1559: Dirige-se a Salónica em Maio deste ano. Esta cidade da Turquia era o porto de abrigo para dezenas de judeus errantes fugidos dos tentáculos ameaçadores e poderosos da Inquisição. “Para a situação que os judeus tinham na Turquia muito concorria o valimento que junto do sultão adquirira José Nasci, a quem Amato dedica a quinta centúria das suas Curas Medicinaes.”(28) Este mostrou ao sultão Solimão II as vantagens comerciais e financeiras que a Turquia podia obter ao acolher as famílias judaicas. A influência que o seu nome exercia na corte permitiu o estabelecimento de um grande número de famílias judaicas provenientes de Portugal e Espanha em território turco.
Os “anos passados em Salónica não são dos menos activos da vida de Amato(...) A sua actividade científica não esmorece, visto que de Salónica são datadas as três últimas centúrias, conquanto só a derradeira contenha observações colhidas nesta cidade.”(29) No entanto, faltava-lhe o convívio científico que tanto amava. Em Salónica escreve o seu famoso Juramento, incluído nas Centúrias.

1561: Publica a sua Sétima Centúria. “A obra clínica de Amato consta de sete centenas (ou centúrias) de histórias clínicas que ele denomina «curas»- são histórias clínicas, como hoje diríamos, encontra-se nelas a descrição de variadas doenças. Algumas ainda agora teriam valor, mas a maioria sofre naturalmente da influência da medicina árabe e galénica. Mas tal como sucedeu na Anatomia, o peso da tradição medieval era grande de mais para o poder deixar de lado”.(30) As Centúrias de Curas Medicinais ilustram a argúcia e o brilhantismo do seu pensamento e são, sem dúvida, um repositório monumental de sabedoria clínica da época e o mais autorizado documento médico do século XVI subscrito por um português.

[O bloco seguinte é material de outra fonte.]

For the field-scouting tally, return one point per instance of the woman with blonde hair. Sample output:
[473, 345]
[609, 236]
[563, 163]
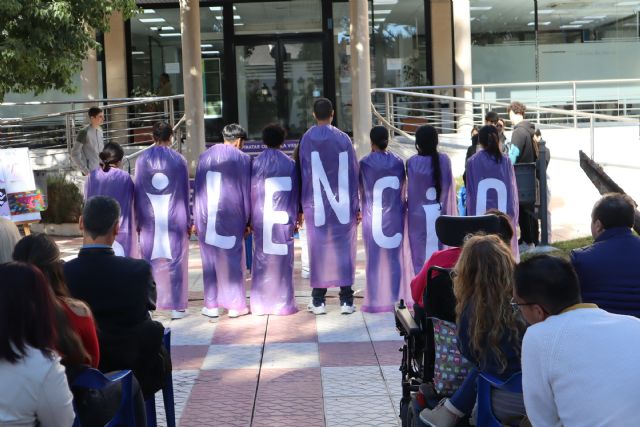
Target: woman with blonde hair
[489, 331]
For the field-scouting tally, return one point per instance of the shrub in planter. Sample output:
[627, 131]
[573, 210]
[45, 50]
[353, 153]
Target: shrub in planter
[64, 201]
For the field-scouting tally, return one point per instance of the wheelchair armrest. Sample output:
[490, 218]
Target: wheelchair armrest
[405, 322]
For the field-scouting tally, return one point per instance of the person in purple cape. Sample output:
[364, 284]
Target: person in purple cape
[382, 180]
[431, 192]
[162, 213]
[329, 170]
[221, 213]
[275, 192]
[110, 180]
[491, 181]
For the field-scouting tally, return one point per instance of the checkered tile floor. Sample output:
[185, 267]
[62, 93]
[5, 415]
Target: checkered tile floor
[330, 370]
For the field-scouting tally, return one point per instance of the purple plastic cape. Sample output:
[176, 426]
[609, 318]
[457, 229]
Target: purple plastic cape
[274, 209]
[382, 181]
[162, 212]
[118, 184]
[492, 185]
[330, 202]
[423, 207]
[221, 213]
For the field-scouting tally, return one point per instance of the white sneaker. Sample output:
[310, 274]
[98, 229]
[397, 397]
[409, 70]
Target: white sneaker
[236, 313]
[211, 312]
[178, 314]
[347, 309]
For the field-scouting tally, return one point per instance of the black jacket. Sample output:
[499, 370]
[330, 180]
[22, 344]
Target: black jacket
[120, 292]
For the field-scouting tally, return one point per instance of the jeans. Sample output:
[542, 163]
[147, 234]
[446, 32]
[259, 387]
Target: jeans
[346, 295]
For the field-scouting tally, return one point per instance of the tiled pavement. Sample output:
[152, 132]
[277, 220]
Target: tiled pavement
[297, 370]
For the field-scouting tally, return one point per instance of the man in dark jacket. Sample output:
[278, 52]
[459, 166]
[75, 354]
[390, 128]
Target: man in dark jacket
[524, 152]
[609, 269]
[120, 292]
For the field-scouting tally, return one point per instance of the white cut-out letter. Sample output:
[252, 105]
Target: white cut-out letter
[385, 242]
[214, 188]
[340, 204]
[272, 216]
[483, 188]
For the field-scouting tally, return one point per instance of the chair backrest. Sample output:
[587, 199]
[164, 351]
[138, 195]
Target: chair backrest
[94, 379]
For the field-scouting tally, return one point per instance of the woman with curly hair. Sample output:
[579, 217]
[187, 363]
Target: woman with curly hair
[489, 331]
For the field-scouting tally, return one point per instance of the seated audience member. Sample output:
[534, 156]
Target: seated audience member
[33, 387]
[9, 236]
[608, 269]
[120, 292]
[41, 250]
[447, 258]
[489, 331]
[579, 362]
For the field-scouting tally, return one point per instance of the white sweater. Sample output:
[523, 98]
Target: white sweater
[581, 368]
[33, 389]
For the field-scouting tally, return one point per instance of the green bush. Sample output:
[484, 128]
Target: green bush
[64, 201]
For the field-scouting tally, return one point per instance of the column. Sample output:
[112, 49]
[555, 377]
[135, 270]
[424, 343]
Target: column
[192, 80]
[462, 61]
[360, 75]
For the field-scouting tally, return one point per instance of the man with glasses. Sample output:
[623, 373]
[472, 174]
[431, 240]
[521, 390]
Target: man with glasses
[579, 363]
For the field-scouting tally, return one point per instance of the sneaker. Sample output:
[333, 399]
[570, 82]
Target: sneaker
[178, 314]
[211, 312]
[238, 313]
[440, 416]
[347, 309]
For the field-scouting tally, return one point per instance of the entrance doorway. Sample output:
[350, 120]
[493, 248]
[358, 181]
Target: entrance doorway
[278, 80]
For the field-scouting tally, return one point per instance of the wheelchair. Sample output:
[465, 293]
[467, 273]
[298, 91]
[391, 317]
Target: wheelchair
[419, 349]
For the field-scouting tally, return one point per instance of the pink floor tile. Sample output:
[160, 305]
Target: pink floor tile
[188, 356]
[347, 354]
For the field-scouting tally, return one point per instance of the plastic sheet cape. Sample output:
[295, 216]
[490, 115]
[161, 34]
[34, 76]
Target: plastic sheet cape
[221, 213]
[330, 202]
[492, 185]
[118, 184]
[274, 208]
[382, 181]
[162, 212]
[423, 206]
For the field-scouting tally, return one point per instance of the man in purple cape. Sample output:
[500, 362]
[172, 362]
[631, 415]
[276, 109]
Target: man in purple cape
[491, 182]
[329, 171]
[110, 180]
[162, 213]
[274, 207]
[221, 214]
[382, 181]
[430, 193]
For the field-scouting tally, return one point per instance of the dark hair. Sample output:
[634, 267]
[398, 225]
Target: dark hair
[427, 145]
[322, 108]
[614, 210]
[489, 139]
[111, 154]
[491, 117]
[517, 107]
[162, 131]
[506, 229]
[26, 312]
[379, 137]
[233, 131]
[94, 111]
[100, 215]
[548, 281]
[273, 135]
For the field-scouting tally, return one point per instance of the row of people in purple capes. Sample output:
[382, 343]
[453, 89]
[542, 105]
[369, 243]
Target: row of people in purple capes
[272, 195]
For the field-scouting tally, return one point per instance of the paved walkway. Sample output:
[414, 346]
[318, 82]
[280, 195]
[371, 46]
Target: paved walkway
[330, 370]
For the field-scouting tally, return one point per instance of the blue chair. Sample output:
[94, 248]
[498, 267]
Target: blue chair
[94, 379]
[486, 382]
[167, 394]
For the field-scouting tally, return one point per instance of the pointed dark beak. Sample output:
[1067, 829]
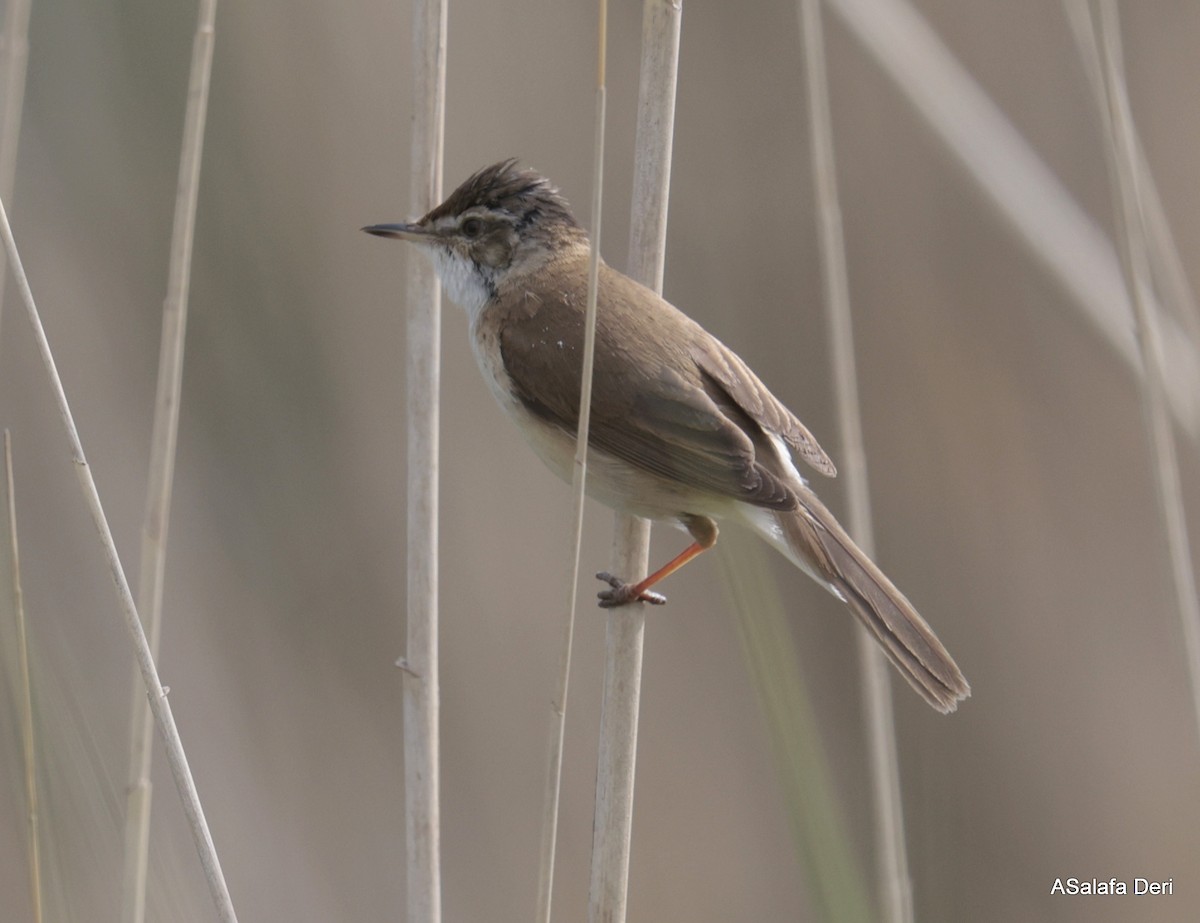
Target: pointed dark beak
[401, 232]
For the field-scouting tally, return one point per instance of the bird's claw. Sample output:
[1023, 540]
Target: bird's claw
[623, 593]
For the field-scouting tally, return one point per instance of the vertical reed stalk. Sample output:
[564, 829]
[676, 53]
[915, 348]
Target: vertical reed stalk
[1128, 196]
[1165, 263]
[579, 485]
[625, 627]
[175, 756]
[16, 58]
[27, 697]
[162, 463]
[423, 383]
[1060, 235]
[892, 858]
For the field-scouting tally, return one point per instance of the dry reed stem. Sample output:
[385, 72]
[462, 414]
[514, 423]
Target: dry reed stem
[1127, 192]
[1167, 264]
[27, 696]
[579, 486]
[625, 627]
[16, 58]
[175, 756]
[1024, 191]
[423, 383]
[892, 856]
[162, 462]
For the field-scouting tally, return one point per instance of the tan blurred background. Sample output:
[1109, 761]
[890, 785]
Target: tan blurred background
[1008, 468]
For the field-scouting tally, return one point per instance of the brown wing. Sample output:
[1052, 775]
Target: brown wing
[744, 388]
[653, 406]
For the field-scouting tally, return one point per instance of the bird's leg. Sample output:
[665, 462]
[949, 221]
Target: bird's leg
[702, 529]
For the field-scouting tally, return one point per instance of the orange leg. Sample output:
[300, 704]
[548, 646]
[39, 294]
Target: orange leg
[702, 529]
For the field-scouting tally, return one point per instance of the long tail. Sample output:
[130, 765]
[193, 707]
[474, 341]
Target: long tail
[815, 541]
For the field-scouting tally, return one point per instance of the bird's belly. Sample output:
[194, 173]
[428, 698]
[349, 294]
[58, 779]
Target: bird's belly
[615, 483]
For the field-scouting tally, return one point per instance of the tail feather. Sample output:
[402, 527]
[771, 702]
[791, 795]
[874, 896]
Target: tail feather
[819, 544]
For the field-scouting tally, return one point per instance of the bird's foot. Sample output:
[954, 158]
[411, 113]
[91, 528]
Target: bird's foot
[623, 593]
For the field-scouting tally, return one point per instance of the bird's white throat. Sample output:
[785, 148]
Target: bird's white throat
[461, 279]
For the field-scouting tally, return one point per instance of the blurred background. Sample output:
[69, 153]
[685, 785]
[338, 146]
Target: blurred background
[1009, 473]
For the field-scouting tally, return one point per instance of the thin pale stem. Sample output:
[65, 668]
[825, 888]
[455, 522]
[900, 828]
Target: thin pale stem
[1047, 220]
[162, 462]
[27, 696]
[579, 486]
[892, 857]
[625, 627]
[159, 705]
[1165, 263]
[1127, 192]
[421, 693]
[16, 59]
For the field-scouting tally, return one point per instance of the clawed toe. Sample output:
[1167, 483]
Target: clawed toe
[623, 593]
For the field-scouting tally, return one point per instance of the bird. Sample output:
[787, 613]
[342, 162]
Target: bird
[681, 429]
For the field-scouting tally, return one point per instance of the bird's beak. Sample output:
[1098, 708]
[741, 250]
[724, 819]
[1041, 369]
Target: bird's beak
[418, 233]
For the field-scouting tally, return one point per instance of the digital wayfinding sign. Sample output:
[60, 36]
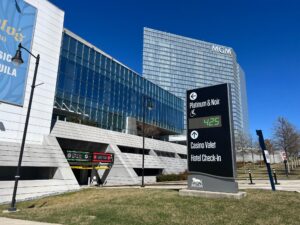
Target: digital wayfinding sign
[211, 159]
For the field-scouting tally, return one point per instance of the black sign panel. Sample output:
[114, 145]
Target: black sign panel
[209, 131]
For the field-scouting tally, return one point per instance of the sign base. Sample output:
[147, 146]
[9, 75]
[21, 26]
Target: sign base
[207, 183]
[209, 194]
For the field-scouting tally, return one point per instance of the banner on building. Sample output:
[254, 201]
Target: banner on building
[17, 22]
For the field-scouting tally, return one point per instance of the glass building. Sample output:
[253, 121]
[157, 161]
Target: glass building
[95, 89]
[178, 63]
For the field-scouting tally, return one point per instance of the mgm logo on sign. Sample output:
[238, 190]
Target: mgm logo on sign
[220, 49]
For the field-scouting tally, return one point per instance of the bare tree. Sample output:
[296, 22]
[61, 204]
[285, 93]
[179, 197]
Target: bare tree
[286, 137]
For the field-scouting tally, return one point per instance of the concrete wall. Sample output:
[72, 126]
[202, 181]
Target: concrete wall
[46, 42]
[122, 171]
[40, 150]
[47, 155]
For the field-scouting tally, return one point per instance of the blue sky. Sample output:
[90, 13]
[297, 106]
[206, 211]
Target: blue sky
[264, 34]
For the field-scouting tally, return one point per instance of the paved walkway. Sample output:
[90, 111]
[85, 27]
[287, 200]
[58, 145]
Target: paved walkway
[8, 221]
[285, 185]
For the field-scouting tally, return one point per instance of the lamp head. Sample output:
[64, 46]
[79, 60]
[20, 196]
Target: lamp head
[17, 59]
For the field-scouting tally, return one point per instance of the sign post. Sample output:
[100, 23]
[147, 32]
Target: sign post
[211, 158]
[266, 157]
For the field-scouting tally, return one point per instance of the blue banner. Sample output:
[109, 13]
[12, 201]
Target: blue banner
[17, 23]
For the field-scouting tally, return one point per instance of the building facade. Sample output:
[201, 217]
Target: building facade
[85, 102]
[95, 88]
[178, 63]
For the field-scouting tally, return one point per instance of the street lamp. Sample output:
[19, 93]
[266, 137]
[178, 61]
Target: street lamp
[149, 107]
[17, 59]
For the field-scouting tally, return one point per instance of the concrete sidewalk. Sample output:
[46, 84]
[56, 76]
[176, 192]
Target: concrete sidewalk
[285, 185]
[8, 221]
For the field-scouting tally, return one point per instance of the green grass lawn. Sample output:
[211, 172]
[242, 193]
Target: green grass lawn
[151, 206]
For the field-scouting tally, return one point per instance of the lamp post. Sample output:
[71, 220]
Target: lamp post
[17, 59]
[149, 107]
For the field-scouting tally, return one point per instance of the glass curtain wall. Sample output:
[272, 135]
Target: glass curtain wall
[95, 88]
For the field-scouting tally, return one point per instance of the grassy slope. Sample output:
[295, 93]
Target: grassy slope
[148, 206]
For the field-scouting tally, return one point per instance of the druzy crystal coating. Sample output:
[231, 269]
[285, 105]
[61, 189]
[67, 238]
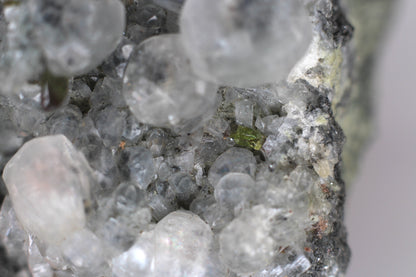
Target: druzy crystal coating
[160, 138]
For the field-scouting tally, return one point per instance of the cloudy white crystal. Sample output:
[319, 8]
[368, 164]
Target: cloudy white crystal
[48, 180]
[160, 87]
[245, 244]
[76, 35]
[233, 160]
[245, 43]
[182, 243]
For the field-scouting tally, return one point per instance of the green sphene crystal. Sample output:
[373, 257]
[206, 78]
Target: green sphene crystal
[248, 138]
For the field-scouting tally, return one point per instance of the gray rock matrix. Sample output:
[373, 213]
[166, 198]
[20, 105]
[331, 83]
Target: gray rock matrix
[180, 138]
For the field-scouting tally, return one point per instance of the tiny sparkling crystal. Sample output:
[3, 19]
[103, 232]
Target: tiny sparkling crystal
[176, 138]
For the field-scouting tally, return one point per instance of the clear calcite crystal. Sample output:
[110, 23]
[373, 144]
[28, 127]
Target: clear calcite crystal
[182, 244]
[48, 181]
[233, 160]
[76, 35]
[245, 43]
[167, 138]
[245, 244]
[160, 87]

1568: A peste instala-se em Salónica. “Amato, com o alto sentimento de dever lança-se com ardor e convicção no combate pela vida do seu semelhante e aí no seu posto perde a preciosa existência tão atribulada, mas tão gloriosa também”.(31) Resta-nos salientar que este médico competente e inteligente “foi uma alma inquietante, curiosa, ávida de saber e de aperfeiçoamento. Ainda que nele domine a filosofia da nova idade e seja essa a razão do seu merecimento não há dúvidas que o seu espírito foi sulcado pelas contradições e antinomias do tempo: de um lado chamavam-no as autoridades antigas, Galeno, Avicena e a tradição escolástica; do outro atraía-o a «nuova scienza», com a sua atitude objectiva, crítica, criadora e livre, voltada para a natureza e para o homem, despida das fantasmagóricas científicas da Escolástica de um lado, o exercício da razão no livre exame da realidade, no conhecimento assente na experiência, na «fé intacta das coisas», como ele próprio diz do outro, os preceitos do antigo sistema aristotélico-escolástico contidos nos textos”.(32)


Notas

1 DIAS, José Lopes, Amato Lusitano - Cidadão de Castelo Branco, Castelo Branco,1956, p.1.
2 Ibidem.
3 CORREIA, Maximino, Alguns passos da vida de Amato Lusitano, Academia das Ciências de Lisboa, 1968.
4 LEMOS, Maximiano, Amato Lusitano, a sua vida e a sua obra, Eduardo Tavares Martins editor, Porto, 1907, p. 19-20.
5 CORREIA, Maximino, Idem.
6 Idem.
7 Idem.
8 D’ESAGUY, Dr. Augusto, Oração e Juramento Médico de Moisés Maimonde e Amato Lusitano, Lisboa, 1955, p. 23.
9 CORREIA, Maximino, Idem.
10 LEMOS, Maximiano, Idem, p. 81.
11 Idem., p.81.
12 DIAS, José Lopes, Idem, p. 6.
13 LEMOS, Maximiano, Idem, p. 181.
14 Idem, p. 101.
15 Idem, p. 102.
16 Idem, p. 103.
17 Idem, p. 106.
18 Idem, p. 113.
19 Idem, p. 132.
20 CORREIA, Maximino, Idem.
21 LEMOS, Maximiano, Idem, p. 135.
22 Idem, p.140.
23 Idem, p. 142
24 DIAS, José Lopes, Idem, p. 5
25 LEMOS, Maximiano, Idem, p. 145.
26 Idem, p. 147.
27 CORREIA, Maximino, Idem.
28 LEMOS, Maximiano, Idem, p. 156.
29 Idem, p. 167.
30 GUERRA, Prof. Miller., Idem, p. 13.
31 CORREIA, Maximino, Idem.
32 GUERRA, Prof. Miller, Idem, p.17.